Phase 2 — Backend-native optimization¶
-
ID-107b —
Backend.list_files(max_depth=N)native optimization Add optionalmax_depthkwarg toBackend.list_files()ABC. Implement native depth limiting in Local (os.walk()), SFTP (recursive call depth tracking), Memory (DFS stack depth). S3/Azure: client-side filter (flat scan is often optimal). Store continues to filter client-side as safety net. Depends on: ID-107. -
ID-108b —
Store.list_folders(max_depth=N)optimization (if needed) Evaluate whether backend-native folder depth limiting is needed based on Phase 1 usage. The Store-level BFS may be sufficient — folder listings are typically much smaller than file listings. Depends on: ID-108.
8. Recommendation¶
Proceed with Phase 1 (Store parameters) first.

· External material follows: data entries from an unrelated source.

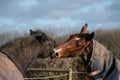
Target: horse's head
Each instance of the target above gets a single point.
(44, 41)
(75, 45)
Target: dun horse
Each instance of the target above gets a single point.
(99, 62)
(16, 56)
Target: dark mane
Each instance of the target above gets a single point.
(23, 50)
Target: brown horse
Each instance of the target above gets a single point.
(99, 62)
(17, 55)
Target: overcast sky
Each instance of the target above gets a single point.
(62, 14)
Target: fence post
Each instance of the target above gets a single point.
(70, 74)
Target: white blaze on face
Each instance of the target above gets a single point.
(77, 38)
(57, 50)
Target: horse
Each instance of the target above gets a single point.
(99, 62)
(17, 55)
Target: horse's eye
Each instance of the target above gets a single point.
(77, 45)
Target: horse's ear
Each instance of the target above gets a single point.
(91, 36)
(84, 28)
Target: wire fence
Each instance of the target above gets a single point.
(68, 73)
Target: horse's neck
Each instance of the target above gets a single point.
(87, 53)
(21, 55)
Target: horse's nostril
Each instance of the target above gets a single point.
(56, 54)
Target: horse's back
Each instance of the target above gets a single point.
(8, 70)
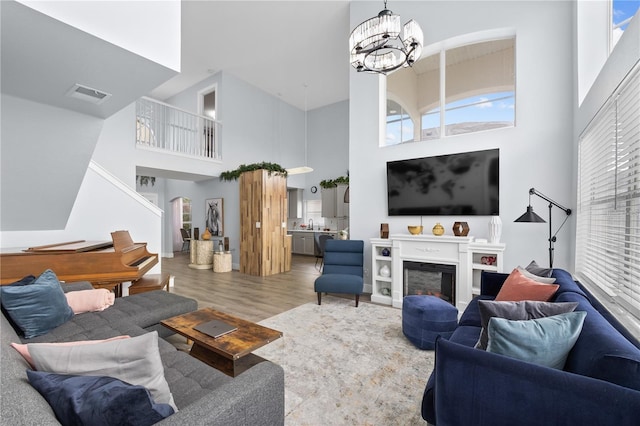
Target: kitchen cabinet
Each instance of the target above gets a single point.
(333, 205)
(295, 203)
(303, 242)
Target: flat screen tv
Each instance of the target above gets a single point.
(465, 184)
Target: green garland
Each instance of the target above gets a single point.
(270, 167)
(332, 183)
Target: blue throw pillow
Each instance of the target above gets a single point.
(38, 307)
(97, 400)
(544, 341)
(24, 281)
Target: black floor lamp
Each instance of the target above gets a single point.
(530, 216)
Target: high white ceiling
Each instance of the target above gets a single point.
(278, 46)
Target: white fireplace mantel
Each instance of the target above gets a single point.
(466, 255)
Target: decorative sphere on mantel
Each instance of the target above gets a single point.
(438, 230)
(415, 230)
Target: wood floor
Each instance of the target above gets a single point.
(246, 296)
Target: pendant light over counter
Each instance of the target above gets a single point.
(305, 168)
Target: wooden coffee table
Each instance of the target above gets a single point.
(230, 353)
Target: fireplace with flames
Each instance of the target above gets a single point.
(433, 279)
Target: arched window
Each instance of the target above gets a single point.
(462, 89)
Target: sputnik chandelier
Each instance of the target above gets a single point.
(381, 45)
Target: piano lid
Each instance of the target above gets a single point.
(79, 246)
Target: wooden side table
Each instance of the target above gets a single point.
(201, 255)
(221, 261)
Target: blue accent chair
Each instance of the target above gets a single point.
(343, 269)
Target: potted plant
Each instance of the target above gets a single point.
(230, 175)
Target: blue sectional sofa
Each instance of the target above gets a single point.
(599, 385)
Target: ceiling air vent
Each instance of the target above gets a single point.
(95, 96)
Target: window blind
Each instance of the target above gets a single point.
(608, 213)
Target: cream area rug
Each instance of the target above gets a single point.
(348, 366)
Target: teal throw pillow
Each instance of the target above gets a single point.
(38, 307)
(521, 310)
(543, 341)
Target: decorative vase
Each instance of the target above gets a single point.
(385, 271)
(495, 229)
(460, 229)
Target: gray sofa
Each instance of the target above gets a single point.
(203, 395)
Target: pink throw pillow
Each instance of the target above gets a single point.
(90, 300)
(23, 349)
(517, 287)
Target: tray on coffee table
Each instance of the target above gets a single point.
(230, 353)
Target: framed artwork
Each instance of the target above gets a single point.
(214, 215)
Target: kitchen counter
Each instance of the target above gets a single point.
(304, 240)
(334, 231)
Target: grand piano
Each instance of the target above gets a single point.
(105, 264)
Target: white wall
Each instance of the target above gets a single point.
(593, 28)
(45, 152)
(536, 153)
(147, 28)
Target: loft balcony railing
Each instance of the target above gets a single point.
(165, 127)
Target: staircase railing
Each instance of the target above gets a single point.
(165, 127)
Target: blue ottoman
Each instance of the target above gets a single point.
(424, 318)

Add max_depth to
Store.list_files() and Store.list_folders() with client-side filtering.
No ABC change, no extension module, no new capability. This ships correct
behavior with a clean API that will remain stable through Phase 2.
Follow with Phase 2 (native backend optimization) when depth-limited listing sees real usage. The performance gap is most acute for SFTP (network round-trips) and Local (filesystem I/O). S3 and Azure can defer native optimization — their flat scan is often competitive with or better than level-by-level delimiter listing.
Phase 1 and Phase 2 can ship in the same release or separately. The user-
facing API (Store.list_files(max_depth=N)) is identical in both phases —
Phase 2 only changes performance characteristics.